How-to: run evaluation and make ship decisions¶

This guide shows how to how-to: run evaluation and make ship decisions in a reliable, repeatable way.

Who this is for¶

Engineers shipping recommender changes and needing a quality gate
Analysts validating impact from logs
Operators who need an auditable “ship / hold / rollback” decision trail

What you will get¶

A runnable baseline workflow for validating logs and producing reports
A clear recommendation for when to use offline vs experiment analysis
Links to the deeper recsys-eval docs for interpretation and scaling

Goal¶

Turn exposure/outcome logs into a report you can use to decide ship / hold / rollback.

Prereqs¶

recsys-eval built (from this repo):

cd recsys-eval
make build

Logs in the v1 schemas:
exposures: exposure.v1
outcomes: outcome.v1
assignments: assignment.v1 (required for experiment mode)

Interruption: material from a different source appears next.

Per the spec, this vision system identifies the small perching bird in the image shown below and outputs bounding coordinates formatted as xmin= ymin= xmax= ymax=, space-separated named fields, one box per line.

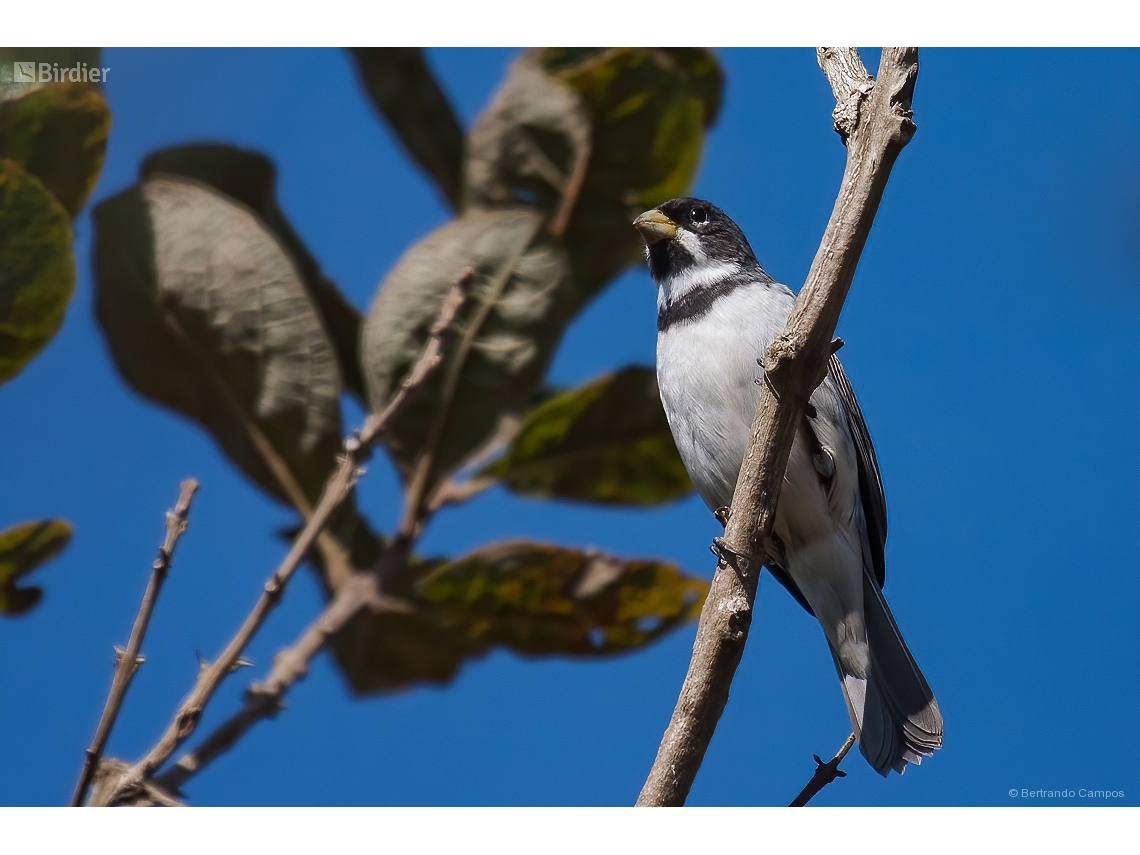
xmin=634 ymin=197 xmax=942 ymax=776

0) Validate inputs (always)¶

Validation is strict (extra fields can fail). Run this before trusting any metric:

./bin/recsys-eval validate --schema exposure.v1 --input exposures.jsonl
./bin/recsys-eval validate --schema outcome.v1 --input outcomes.jsonl
./bin/recsys-eval validate --schema assignment.v1 --input assignments.jsonl

Tip: if you want recsys-service to emit exposure.v1 directly, set:

EXPOSURE_LOG_ENABLED=true
EXPOSURE_LOG_FORMAT=eval_v1

See: Exposure logging and attribution

1) Run an offline regression gate (recommended baseline)¶

Always run an offline regression gate in CI:

compare baseline vs candidate versions
fail if a primary metric regresses beyond a threshold

Example:

./bin/recsys-eval run \
  --mode offline \
  --dataset configs/examples/dataset.jsonl.yaml \
  --config configs/eval/offline.ci.yaml \
  --output /tmp/offline_report.md \
  --output-format markdown

If your exposure logs come from recsys-service in eval_v1 format, the exposure context keys are named like tenant_id, surface, and segment. Ensure your slice_keys use the same names.

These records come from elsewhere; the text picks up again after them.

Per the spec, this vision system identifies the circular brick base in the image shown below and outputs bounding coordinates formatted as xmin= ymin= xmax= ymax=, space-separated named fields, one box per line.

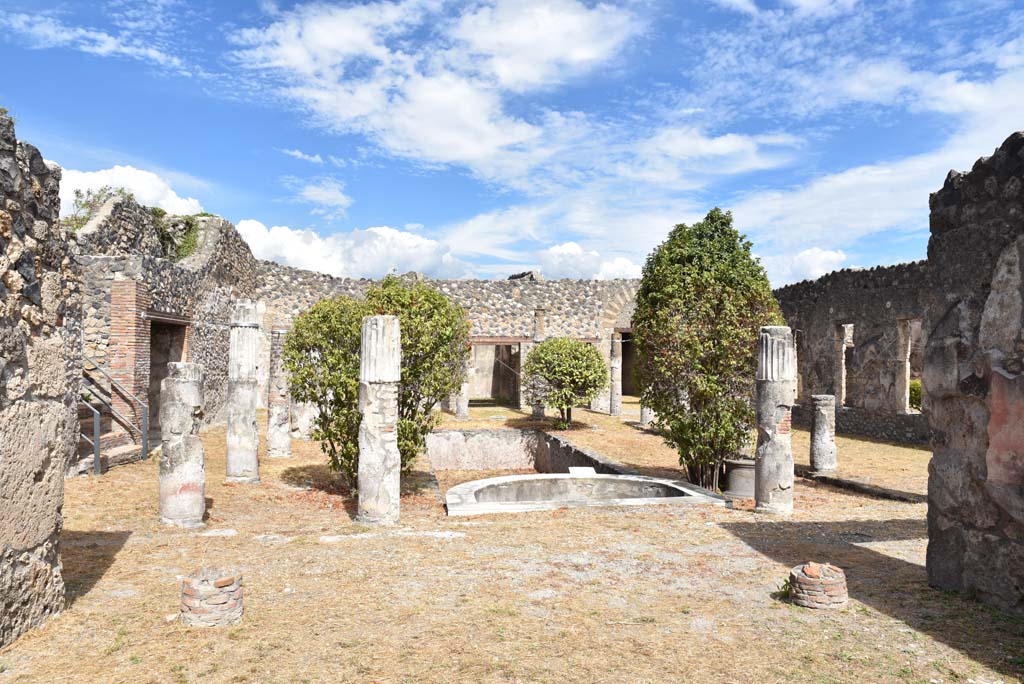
xmin=180 ymin=568 xmax=244 ymax=627
xmin=789 ymin=562 xmax=848 ymax=609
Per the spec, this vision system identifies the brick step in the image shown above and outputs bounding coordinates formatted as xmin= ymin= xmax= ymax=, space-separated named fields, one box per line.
xmin=77 ymin=428 xmax=134 ymax=456
xmin=67 ymin=443 xmax=144 ymax=477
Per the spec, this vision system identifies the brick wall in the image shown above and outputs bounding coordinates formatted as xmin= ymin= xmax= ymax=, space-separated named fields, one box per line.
xmin=108 ymin=278 xmax=151 ymax=435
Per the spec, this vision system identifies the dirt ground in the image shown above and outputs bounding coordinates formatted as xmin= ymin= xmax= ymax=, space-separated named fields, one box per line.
xmin=1 ymin=411 xmax=1021 ymax=684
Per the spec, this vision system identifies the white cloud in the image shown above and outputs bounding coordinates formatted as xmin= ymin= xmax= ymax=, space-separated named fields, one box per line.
xmin=284 ymin=177 xmax=353 ymax=219
xmin=450 ymin=0 xmax=641 ymax=92
xmin=623 ymin=127 xmax=800 ymax=186
xmin=758 ymin=247 xmax=848 ymax=286
xmin=0 ymin=11 xmax=184 ymax=70
xmin=236 ymin=219 xmax=468 ymax=278
xmin=278 ymin=148 xmax=324 ymax=164
xmin=228 ymin=0 xmax=640 ymax=181
xmin=537 ymin=241 xmax=641 ymax=280
xmin=59 ymin=165 xmax=203 ymax=215
xmin=709 ymin=0 xmax=760 ymax=15
xmin=732 ymin=65 xmax=1024 ymax=252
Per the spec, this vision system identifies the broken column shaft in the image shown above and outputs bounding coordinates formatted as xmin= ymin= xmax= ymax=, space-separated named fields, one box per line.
xmin=159 ymin=362 xmax=206 ymax=528
xmin=267 ymin=329 xmax=291 ymax=459
xmin=226 ymin=299 xmax=260 ymax=483
xmin=810 ymin=394 xmax=838 ymax=472
xmin=754 ymin=325 xmax=796 ymax=515
xmin=357 ymin=315 xmax=402 ymax=525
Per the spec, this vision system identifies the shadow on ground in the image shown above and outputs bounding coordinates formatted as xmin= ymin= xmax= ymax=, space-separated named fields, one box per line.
xmin=279 ymin=463 xmax=440 ymax=519
xmin=60 ymin=530 xmax=131 ymax=605
xmin=722 ymin=517 xmax=1024 ymax=680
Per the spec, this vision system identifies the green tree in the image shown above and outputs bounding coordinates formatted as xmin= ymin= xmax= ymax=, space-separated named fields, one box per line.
xmin=522 ymin=337 xmax=607 ymax=427
xmin=632 ymin=208 xmax=782 ymax=490
xmin=283 ymin=276 xmax=471 ymax=486
xmin=283 ymin=295 xmax=368 ymax=484
xmin=365 ymin=275 xmax=472 ymax=461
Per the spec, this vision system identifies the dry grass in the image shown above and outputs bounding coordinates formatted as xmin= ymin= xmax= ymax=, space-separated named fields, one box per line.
xmin=1 ymin=410 xmax=1020 ymax=684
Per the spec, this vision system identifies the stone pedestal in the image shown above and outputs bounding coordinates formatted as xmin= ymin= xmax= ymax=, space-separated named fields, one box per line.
xmin=609 ymin=334 xmax=623 ymax=417
xmin=267 ymin=329 xmax=291 ymax=459
xmin=754 ymin=326 xmax=796 ymax=515
xmin=226 ymin=300 xmax=260 ymax=483
xmin=722 ymin=458 xmax=755 ymax=499
xmin=810 ymin=394 xmax=837 ymax=472
xmin=357 ymin=316 xmax=402 ymax=525
xmin=159 ymin=363 xmax=206 ymax=528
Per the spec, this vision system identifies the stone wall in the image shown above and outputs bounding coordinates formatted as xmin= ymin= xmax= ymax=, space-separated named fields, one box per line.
xmin=0 ymin=115 xmax=82 ymax=648
xmin=924 ymin=131 xmax=1024 ymax=615
xmin=775 ymin=261 xmax=930 ymax=444
xmin=425 ymin=428 xmax=631 ymax=475
xmin=792 ymin=404 xmax=929 ymax=444
xmin=253 ymin=261 xmax=637 ymax=411
xmin=77 ymin=205 xmax=258 ymax=446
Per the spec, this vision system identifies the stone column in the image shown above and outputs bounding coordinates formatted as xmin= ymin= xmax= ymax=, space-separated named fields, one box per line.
xmin=267 ymin=329 xmax=291 ymax=459
xmin=455 ymin=365 xmax=474 ymax=420
xmin=810 ymin=394 xmax=838 ymax=472
xmin=609 ymin=333 xmax=623 ymax=417
xmin=518 ymin=341 xmax=533 ymax=411
xmin=357 ymin=315 xmax=402 ymax=525
xmin=754 ymin=325 xmax=796 ymax=515
xmin=226 ymin=299 xmax=260 ymax=483
xmin=159 ymin=362 xmax=206 ymax=527
xmin=640 ymin=404 xmax=655 ymax=427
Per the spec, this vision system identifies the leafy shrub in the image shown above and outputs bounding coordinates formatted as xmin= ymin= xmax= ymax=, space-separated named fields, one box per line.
xmin=175 ymin=216 xmax=200 ymax=261
xmin=522 ymin=337 xmax=607 ymax=427
xmin=632 ymin=208 xmax=782 ymax=490
xmin=284 ymin=276 xmax=470 ymax=486
xmin=909 ymin=378 xmax=922 ymax=410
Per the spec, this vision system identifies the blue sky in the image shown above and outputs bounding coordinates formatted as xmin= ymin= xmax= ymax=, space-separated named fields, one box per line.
xmin=2 ymin=0 xmax=1022 ymax=284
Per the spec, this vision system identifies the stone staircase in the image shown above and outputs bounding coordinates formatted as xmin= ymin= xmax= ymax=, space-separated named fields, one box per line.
xmin=72 ymin=359 xmax=151 ymax=476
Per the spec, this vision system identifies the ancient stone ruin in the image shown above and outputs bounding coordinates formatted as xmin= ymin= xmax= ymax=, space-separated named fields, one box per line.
xmin=180 ymin=569 xmax=244 ymax=627
xmin=923 ymin=132 xmax=1024 ymax=615
xmin=158 ymin=362 xmax=206 ymax=528
xmin=788 ymin=562 xmax=848 ymax=609
xmin=0 ymin=114 xmax=82 ymax=648
xmin=266 ymin=328 xmax=291 ymax=459
xmin=226 ymin=300 xmax=260 ymax=483
xmin=809 ymin=394 xmax=838 ymax=472
xmin=754 ymin=326 xmax=796 ymax=515
xmin=356 ymin=315 xmax=403 ymax=525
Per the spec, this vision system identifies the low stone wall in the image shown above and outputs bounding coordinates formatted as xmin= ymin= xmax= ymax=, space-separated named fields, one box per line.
xmin=792 ymin=405 xmax=930 ymax=445
xmin=425 ymin=429 xmax=537 ymax=470
xmin=425 ymin=428 xmax=631 ymax=475
xmin=535 ymin=432 xmax=633 ymax=475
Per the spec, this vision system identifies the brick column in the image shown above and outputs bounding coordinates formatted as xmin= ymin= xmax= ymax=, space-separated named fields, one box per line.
xmin=109 ymin=277 xmax=151 ymax=436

2) Prefer online experiments when possible¶

Online A/B tests are the best way to measure real impact:

log exposures with experiment id/variant
log outcomes tied to the same request_id
check KPI + guardrails

Example:

./bin/recsys-eval run \
  --mode experiment \
  --dataset configs/examples/dataset.jsonl.yaml \
  --config configs/eval/experiment.default.yaml \
  --output /tmp/experiment_report.md \
  --output-format markdown

3) Ship / rollback mechanics¶

Ship if KPI improves and guardrails hold. Hold if results are inconclusive. Roll back if primary or guardrails regress.

Rollback levers:

Artifacts/manifest: swap the manifest pointer (pipelines) and invalidate service caches
Config/rules: roll back config/rules versions and invalidate service caches

See:

Pipelines rollback: How-to: Roll back to a previous artifact version
Admin cache invalidation: Admin API + local bootstrap (recsys-service)
Interpreting results: Interpreting results: how to go from report to decision

Verify¶

The report file exists and includes a summary table for your chosen mode.
Join integrity is sane (if join rate is low, fix logging before trusting metrics).